Un constat s'impose : l'inflation est basse partout en Europe. En France, nous avons eu la surprise de la trouver autour de 0,8-0,9 %, alors que nous retenions initialement plutôt une prévision d'inflation de 1,3 % en 2013. L'inflation est très basse aussi dans les pays dits périphériques ; l'Espagne a même connu une période d'inflation négative ! De manière surprenante, en Allemagne, qui a été le premier pays à retrouver son niveau de produit intérieur brut (PIB) antérieur à la crise, le taux d'inflation n'était en mars que de 0,9 %.
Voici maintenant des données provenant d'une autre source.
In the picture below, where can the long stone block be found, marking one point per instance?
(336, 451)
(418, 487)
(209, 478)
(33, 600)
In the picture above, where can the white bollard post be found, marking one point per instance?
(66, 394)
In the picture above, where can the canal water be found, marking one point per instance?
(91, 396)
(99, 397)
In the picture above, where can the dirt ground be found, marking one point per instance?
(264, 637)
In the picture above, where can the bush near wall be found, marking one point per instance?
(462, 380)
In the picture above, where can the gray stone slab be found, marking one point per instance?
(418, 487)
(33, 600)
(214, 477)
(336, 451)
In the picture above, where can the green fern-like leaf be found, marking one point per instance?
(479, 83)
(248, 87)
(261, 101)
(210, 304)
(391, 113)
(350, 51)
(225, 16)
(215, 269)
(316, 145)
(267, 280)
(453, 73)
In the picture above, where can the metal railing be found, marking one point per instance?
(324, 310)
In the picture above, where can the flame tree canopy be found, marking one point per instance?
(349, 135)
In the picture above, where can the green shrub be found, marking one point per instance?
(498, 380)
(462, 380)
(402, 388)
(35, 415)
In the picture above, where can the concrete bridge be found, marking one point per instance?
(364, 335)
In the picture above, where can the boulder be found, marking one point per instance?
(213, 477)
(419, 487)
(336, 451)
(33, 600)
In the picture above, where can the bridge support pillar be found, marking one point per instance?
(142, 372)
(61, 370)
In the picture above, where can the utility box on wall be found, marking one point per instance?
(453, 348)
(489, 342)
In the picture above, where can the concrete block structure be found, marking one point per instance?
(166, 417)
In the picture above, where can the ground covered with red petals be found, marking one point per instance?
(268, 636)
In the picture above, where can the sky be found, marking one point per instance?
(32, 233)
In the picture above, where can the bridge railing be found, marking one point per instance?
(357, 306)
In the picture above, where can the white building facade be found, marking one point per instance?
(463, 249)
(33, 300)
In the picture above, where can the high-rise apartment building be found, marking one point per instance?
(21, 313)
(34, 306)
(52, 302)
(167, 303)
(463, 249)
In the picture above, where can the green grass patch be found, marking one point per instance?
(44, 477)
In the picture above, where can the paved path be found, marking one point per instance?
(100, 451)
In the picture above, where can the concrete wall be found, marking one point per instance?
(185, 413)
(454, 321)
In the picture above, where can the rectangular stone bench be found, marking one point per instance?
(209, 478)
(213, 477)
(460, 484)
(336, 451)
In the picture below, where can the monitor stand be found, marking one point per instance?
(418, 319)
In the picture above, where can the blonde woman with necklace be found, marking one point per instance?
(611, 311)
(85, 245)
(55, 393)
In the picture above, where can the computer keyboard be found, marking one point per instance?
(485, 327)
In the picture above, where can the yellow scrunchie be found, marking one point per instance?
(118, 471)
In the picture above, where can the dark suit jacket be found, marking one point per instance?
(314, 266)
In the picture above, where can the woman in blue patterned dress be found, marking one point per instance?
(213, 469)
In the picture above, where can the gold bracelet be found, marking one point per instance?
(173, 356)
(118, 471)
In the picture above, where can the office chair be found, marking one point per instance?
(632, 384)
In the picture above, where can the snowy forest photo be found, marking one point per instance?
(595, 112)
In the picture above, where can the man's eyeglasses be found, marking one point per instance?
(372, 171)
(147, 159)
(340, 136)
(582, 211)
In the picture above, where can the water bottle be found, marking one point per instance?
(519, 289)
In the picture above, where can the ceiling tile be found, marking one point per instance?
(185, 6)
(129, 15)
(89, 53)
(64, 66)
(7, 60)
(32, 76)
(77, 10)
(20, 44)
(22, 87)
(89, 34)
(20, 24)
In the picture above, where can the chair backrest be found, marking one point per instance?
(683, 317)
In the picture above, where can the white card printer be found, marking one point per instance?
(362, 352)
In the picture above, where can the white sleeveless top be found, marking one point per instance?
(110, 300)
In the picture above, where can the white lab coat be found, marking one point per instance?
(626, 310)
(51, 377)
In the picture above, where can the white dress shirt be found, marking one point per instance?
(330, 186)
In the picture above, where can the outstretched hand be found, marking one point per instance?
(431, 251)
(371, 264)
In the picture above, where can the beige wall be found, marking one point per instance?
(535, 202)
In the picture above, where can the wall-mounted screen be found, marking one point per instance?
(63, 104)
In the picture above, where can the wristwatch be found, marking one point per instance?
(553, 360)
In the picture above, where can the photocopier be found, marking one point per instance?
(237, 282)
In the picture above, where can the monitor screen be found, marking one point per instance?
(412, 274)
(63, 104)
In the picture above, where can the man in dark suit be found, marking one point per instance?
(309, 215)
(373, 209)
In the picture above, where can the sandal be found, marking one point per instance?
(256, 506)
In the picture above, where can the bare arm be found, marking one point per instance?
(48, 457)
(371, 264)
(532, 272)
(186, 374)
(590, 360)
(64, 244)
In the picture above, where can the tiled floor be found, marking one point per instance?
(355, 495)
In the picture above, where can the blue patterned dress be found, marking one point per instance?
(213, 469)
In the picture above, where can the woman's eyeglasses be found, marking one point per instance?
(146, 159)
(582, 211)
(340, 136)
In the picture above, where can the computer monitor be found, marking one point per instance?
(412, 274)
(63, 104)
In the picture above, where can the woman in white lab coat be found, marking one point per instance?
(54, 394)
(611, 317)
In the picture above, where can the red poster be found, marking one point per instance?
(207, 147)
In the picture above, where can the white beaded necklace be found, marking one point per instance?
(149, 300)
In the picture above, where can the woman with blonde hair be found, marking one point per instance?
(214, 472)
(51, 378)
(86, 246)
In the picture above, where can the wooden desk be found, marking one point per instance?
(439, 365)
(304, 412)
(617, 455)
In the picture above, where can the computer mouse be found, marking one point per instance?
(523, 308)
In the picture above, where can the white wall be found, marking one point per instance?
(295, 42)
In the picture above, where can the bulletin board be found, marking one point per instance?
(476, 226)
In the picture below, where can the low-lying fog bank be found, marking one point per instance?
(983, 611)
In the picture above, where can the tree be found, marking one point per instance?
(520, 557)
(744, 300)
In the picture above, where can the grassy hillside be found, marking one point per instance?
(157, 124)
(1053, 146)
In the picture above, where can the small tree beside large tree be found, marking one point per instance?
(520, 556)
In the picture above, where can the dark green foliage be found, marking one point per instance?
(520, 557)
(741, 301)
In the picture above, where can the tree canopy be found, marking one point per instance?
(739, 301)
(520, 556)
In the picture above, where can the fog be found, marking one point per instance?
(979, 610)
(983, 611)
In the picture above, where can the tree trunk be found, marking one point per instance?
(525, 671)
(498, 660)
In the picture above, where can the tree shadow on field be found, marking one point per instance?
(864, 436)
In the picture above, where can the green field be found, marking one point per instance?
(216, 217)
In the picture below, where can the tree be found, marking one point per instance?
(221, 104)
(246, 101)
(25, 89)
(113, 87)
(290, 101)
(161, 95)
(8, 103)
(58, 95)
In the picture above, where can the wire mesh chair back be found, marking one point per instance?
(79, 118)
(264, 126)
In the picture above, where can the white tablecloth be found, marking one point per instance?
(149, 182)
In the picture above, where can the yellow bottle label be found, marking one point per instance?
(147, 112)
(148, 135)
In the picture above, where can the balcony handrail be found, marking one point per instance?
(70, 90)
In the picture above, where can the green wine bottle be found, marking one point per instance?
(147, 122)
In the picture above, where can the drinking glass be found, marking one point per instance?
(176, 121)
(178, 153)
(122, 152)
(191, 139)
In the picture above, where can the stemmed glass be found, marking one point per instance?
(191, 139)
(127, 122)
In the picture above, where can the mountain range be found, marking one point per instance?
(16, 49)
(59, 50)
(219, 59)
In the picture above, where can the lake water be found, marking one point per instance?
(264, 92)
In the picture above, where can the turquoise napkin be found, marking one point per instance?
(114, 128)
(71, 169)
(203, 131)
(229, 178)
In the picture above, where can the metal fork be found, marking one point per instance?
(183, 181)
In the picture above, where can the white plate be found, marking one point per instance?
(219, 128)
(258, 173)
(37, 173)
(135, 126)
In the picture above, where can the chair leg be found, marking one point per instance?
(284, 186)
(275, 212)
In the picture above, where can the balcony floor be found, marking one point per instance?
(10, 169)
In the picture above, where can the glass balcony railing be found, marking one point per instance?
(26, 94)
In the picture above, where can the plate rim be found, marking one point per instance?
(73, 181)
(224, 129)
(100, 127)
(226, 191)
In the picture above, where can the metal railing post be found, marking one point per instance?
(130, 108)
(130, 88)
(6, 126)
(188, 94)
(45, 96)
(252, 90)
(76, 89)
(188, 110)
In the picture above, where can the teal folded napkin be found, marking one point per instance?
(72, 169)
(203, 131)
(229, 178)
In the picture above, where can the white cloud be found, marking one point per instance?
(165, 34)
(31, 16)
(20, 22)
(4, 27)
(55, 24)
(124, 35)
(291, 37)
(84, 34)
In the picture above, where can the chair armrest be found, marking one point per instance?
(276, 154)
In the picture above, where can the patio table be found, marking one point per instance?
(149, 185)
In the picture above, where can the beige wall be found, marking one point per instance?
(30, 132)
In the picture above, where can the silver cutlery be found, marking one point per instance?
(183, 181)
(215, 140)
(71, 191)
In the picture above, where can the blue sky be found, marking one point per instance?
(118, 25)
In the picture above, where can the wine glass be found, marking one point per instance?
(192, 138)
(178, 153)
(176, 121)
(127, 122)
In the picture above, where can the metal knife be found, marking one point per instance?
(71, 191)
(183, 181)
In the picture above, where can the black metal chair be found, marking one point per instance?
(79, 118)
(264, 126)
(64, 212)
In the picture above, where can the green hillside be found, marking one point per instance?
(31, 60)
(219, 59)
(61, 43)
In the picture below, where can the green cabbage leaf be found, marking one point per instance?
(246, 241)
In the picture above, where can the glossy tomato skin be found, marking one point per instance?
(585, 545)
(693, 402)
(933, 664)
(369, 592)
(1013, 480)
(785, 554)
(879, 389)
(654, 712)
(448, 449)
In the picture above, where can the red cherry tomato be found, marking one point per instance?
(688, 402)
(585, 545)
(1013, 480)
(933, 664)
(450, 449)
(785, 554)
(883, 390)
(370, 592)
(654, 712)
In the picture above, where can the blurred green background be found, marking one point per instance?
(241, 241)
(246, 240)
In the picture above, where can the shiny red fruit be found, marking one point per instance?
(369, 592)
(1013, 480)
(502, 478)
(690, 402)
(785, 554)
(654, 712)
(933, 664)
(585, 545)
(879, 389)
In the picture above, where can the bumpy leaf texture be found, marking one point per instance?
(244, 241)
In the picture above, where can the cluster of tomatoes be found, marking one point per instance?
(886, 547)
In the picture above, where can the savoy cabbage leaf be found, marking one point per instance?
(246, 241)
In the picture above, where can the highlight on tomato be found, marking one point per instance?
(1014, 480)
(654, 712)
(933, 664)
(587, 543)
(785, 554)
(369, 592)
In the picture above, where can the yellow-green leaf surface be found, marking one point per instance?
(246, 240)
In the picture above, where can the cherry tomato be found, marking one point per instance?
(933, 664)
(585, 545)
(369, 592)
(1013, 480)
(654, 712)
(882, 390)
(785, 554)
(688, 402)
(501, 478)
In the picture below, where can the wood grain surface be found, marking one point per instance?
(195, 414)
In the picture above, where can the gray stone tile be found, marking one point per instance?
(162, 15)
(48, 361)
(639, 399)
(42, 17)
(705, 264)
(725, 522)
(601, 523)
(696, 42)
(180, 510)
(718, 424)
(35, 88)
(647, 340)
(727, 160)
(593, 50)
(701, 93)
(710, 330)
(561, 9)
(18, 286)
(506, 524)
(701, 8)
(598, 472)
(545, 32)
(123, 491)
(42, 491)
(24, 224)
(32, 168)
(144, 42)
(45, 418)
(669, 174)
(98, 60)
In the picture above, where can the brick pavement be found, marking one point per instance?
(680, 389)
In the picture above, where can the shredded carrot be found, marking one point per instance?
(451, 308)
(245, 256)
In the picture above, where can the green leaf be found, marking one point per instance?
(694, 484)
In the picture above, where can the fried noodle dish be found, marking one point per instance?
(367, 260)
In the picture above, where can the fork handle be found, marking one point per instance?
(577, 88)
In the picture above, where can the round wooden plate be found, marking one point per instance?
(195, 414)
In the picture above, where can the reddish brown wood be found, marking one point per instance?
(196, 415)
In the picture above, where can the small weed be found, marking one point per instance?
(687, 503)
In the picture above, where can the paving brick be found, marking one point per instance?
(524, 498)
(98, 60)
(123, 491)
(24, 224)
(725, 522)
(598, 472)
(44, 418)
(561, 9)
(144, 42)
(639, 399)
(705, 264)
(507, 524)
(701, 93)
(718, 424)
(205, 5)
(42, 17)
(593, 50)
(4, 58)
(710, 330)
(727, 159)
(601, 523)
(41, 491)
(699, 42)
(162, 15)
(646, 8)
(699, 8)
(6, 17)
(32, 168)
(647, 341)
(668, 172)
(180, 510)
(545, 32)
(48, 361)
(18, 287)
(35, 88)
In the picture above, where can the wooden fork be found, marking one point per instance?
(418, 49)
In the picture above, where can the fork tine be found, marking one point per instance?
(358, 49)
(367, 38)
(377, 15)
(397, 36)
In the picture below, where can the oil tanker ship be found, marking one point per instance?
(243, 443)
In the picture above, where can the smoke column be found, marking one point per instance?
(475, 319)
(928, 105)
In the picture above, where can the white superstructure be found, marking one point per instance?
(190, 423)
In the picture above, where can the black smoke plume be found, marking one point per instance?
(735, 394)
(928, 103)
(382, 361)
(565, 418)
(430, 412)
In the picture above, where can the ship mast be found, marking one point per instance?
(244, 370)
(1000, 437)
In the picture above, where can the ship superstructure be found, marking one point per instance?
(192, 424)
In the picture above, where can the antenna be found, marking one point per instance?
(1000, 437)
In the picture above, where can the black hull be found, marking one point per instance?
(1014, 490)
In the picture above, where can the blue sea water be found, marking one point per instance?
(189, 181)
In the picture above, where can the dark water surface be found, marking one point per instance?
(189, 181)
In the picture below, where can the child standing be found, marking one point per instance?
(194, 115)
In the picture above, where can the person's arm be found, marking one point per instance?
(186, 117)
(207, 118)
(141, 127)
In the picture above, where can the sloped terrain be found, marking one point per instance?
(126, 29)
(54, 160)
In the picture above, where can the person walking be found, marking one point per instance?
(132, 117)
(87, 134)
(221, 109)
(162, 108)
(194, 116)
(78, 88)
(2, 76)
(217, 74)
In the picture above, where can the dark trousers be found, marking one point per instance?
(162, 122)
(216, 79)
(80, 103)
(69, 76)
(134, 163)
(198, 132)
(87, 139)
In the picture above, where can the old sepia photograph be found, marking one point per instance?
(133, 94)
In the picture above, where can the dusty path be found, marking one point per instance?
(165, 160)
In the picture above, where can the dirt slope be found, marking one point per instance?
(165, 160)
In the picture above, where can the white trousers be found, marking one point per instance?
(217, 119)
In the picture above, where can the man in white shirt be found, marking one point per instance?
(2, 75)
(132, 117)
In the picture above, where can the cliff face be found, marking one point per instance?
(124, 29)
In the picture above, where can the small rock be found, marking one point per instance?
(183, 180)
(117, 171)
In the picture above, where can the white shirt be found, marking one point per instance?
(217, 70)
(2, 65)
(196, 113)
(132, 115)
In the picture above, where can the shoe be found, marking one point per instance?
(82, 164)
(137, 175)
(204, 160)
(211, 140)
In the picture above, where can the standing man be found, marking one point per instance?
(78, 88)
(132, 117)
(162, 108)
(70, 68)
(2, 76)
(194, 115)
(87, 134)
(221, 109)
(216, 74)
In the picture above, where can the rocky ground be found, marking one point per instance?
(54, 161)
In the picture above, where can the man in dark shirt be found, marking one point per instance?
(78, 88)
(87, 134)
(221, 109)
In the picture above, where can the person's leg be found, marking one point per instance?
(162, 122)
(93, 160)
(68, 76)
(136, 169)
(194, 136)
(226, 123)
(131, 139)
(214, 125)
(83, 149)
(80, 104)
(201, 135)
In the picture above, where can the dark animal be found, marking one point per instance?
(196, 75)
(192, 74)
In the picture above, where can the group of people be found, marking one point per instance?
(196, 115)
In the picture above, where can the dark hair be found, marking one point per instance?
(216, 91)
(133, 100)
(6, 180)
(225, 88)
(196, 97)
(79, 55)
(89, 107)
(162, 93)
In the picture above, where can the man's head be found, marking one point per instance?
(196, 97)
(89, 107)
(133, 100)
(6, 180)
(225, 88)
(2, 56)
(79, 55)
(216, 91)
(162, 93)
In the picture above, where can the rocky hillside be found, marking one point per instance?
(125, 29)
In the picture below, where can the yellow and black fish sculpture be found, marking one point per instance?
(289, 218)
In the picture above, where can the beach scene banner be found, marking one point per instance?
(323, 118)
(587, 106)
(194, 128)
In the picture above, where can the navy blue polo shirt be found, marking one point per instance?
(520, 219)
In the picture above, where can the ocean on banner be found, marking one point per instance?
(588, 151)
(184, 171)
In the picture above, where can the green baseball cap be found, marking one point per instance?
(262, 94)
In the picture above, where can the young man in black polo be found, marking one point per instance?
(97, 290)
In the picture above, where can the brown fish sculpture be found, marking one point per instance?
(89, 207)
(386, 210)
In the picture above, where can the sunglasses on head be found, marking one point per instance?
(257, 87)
Certains facteurs explicatifs valent pour l'ensemble des pays développés : les prix des matières premières sont bas partout et, du fait de l'ouverture des économies - qui est à l'origine d'une décorrélation entre l'inflation et les cycles économiques -, l'inflation est structurellement plus faible ; d'autres facteurs sont propres à la zone euro : l'appréciation du taux de change de l'euro réduit l'inflation importée, tandis que les processus de désendettement des États et des ménages et la rationalisation des bilans bancaires tirent la demande à la baisse dans tous les pays.
En termes de politiques économiques, quand l'inflation est faible - et non pas nécessairement négative -, c'est déjà un problème. En ce qui concerne la consolidation des finances publiques, la faiblesse de l'inflation a pour effet de réduire le rendement de la désindexation de certaines pensions et les recettes fiscales sont moins importantes. En outre, les processus de rééquilibrage visant à retrouver de la compétitivité sont plus difficiles. Mais s'y ajoute le risque de la déflation, qui s'est produite au Japon sans y avoir été anticipée.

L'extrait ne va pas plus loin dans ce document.